TLT CV Inference Pipeline Quick Start Scripts¶

This page describes how to use the TLT CV Inference Pipeline Quick Start Scripts after the Installation Prerequisites are installed.

The Quick Start Scripts hide container downloads, updates, model compilation, and more. Here is a flow diagram of the Quick Start process:

../../_images/tlt_cv_inf_pipeline_quick_start_flow.png

First, navigate to the directory that houses the scripts and ensure that they are executable:

cd scripts
chmod +x *.sh

All the scripts should be executed within this scripts directory.

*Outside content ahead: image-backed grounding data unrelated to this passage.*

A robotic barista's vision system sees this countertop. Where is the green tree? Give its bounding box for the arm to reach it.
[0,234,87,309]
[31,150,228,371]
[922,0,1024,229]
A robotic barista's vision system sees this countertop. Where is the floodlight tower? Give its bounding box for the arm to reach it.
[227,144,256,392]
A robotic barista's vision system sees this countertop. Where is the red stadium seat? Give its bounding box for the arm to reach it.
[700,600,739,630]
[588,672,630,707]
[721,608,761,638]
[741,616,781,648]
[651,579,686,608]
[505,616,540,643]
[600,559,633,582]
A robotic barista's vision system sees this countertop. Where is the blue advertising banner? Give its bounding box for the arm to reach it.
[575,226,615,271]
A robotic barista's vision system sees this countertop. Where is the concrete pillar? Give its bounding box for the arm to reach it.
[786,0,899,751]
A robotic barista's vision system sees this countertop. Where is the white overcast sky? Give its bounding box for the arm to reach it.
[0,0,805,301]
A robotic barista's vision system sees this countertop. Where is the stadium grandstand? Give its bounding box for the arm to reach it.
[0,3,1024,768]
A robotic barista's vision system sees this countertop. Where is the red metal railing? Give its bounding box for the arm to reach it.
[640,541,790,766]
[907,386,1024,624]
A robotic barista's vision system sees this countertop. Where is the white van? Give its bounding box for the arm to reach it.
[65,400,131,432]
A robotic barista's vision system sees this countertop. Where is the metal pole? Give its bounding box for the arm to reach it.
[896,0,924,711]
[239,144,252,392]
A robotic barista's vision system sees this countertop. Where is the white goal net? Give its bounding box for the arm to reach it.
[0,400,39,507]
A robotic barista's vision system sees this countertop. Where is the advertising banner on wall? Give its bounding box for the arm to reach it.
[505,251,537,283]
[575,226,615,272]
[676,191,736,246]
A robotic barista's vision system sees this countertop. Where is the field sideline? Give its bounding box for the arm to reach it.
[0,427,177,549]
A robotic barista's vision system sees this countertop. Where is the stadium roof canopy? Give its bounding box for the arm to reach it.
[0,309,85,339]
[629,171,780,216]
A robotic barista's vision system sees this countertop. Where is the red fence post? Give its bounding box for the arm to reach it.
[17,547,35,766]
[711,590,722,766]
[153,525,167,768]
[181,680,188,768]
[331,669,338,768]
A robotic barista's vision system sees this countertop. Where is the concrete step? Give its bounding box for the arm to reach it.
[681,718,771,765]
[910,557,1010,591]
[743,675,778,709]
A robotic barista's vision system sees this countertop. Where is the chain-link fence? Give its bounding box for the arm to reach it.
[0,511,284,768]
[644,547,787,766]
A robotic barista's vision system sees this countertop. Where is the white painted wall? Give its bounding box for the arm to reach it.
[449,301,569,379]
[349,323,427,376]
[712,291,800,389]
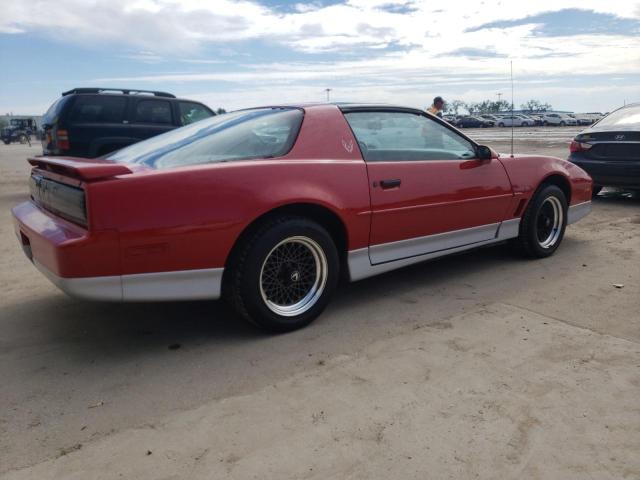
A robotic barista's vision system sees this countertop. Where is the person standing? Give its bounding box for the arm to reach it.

These scripts will automatically pull containers and models for x86 or aarch64 (Jetson).

Configuration¶

General configuration for the containers deployed using the Quick Start Scripts can be viewed in the config.sh file. By default, the configuration file is set to launch all available containers on the supported GPU, which is selected automatically based on the system architecture.

If you would like to use a video handle, ensure your video device handle (for example, /dev/video0) has been entered in config.sh to make it discoverable to the relevant Client container.

Note

Make note of the resolutions and FPS support for your video handle (e.g. using the command v4l2-ctl --list-formats-ext).

Models are automatically downloaded to the host machine at the location (absolute path) specified by the variable models_location inside the config.sh. This location becomes important in the context of retraining and replacing the TensorRT models.

By default, deployable TLT models come encrypted with their own keys. The keys listed in the config are specific to these models and do not need to be modified unless a user wishes to work with retrained and re-encrypted TLT models.

The config.sh file contains a field to specify a volume mount for the sample applications. This would be useful in the case of a user wanting to modify applications and saving that new source to the host machine as opposed to the container (which if exited can result in loss of modifications).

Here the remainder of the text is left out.